On a cool Saturday morning, a father accompanies his boy selling stickers for a charity - a scene that gives one a warm, fuzzy feeling. It is not easy. There are more cold shoulders than eager donorss. For many people, it is not easy overcoming our natural shyness. The father is probably thinking: I would rather not to have to do it; but I am doing this for my boy; I have to show him how to do it.
There is also the hurt to our pride - it is embarrassing to have to ask people for money, even though the mone is not for me. But I look at it this way: when I help a charity raise funds, I am giving the people I approach an opportunity to do a good deed. They should be thankful to me, not the other way around.

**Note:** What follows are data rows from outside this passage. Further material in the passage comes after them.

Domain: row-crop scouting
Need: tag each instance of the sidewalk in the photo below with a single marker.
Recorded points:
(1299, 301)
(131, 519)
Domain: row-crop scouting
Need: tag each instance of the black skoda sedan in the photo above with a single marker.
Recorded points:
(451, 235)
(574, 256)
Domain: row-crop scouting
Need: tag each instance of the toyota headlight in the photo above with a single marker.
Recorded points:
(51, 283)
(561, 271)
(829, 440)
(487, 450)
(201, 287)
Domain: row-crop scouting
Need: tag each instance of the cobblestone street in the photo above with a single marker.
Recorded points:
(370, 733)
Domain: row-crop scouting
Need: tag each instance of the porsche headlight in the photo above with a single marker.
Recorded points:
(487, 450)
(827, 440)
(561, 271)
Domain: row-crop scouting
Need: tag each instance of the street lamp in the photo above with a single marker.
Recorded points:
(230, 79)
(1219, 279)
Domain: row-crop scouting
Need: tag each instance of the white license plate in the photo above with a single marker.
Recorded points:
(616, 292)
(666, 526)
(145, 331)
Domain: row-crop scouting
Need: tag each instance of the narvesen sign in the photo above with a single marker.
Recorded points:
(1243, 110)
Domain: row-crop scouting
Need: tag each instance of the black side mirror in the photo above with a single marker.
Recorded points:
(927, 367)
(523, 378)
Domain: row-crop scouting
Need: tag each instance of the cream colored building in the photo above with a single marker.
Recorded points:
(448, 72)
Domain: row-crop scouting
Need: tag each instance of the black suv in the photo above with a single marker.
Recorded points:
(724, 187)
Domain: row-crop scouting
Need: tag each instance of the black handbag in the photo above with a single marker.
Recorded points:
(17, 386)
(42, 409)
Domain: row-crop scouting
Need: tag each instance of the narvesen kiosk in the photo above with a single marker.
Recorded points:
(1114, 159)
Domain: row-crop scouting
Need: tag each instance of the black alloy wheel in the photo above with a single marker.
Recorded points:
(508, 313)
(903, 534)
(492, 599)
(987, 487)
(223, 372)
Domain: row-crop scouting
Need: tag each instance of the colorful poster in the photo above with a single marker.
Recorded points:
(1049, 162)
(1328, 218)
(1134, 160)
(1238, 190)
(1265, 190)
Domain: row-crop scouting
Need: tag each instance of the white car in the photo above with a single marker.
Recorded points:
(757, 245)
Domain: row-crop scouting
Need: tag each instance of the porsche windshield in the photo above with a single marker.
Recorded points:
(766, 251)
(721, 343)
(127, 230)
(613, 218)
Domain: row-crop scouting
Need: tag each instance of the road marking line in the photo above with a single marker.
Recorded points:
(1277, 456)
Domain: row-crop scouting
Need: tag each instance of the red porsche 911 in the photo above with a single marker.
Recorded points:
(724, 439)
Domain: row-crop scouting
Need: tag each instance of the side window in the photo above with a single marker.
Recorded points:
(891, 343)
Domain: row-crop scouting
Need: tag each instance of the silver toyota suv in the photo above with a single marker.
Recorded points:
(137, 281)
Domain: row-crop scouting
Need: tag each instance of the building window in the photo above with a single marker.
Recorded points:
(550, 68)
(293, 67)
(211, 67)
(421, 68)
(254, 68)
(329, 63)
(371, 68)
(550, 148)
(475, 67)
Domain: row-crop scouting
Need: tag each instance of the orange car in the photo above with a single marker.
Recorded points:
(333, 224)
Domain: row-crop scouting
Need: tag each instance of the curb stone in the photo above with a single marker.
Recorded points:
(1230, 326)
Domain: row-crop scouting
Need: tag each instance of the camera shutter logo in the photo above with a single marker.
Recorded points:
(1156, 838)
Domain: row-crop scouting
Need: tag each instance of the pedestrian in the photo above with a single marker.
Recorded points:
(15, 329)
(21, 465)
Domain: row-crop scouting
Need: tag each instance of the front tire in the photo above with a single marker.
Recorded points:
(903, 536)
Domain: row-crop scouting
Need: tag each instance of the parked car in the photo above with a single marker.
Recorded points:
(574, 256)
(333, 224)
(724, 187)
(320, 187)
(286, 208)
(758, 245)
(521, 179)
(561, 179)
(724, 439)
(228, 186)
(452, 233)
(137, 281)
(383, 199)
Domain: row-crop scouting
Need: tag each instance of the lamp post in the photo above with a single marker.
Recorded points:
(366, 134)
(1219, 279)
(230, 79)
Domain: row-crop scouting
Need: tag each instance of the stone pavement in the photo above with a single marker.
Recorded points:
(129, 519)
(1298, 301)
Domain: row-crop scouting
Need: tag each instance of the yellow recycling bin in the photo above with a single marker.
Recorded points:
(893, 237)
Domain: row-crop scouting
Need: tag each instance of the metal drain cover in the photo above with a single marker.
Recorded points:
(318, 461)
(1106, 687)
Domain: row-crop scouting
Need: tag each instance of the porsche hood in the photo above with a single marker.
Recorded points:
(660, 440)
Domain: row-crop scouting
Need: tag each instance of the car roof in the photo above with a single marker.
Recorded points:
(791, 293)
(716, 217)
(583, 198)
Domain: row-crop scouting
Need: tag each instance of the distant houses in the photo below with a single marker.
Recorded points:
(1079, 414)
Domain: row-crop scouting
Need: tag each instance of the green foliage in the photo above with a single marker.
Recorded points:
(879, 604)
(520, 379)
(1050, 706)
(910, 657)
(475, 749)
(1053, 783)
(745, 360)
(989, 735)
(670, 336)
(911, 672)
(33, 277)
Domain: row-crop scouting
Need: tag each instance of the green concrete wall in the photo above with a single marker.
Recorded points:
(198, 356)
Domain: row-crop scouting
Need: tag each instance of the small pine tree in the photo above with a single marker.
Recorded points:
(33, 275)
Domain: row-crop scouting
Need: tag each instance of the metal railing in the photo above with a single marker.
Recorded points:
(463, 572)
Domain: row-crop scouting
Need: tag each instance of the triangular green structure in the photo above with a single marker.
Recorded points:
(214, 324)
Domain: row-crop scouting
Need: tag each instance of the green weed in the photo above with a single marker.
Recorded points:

Most of the donors seem to be happy doing it. And they are from all walks: men, women, young, old, well-dressed, plain, ...
There is a team with a strategy: send the pack of eager kids out to hand out the stickers, with the parents hanging back. They come up to help only when the kids need them. It works well, when you have eager kids.
A thought came across my mind. Most kids are curious, gregarious, friendly and helpful, just like these kids selling flags. Why is it that so many of them, when they grow up, turn out self-centered, inward looking, immediate satisfaction-seeking, and short-sighted? What did we do wrong raising them? Is it because we are like that ourselves? And the kids simply immitate their parents and other adults?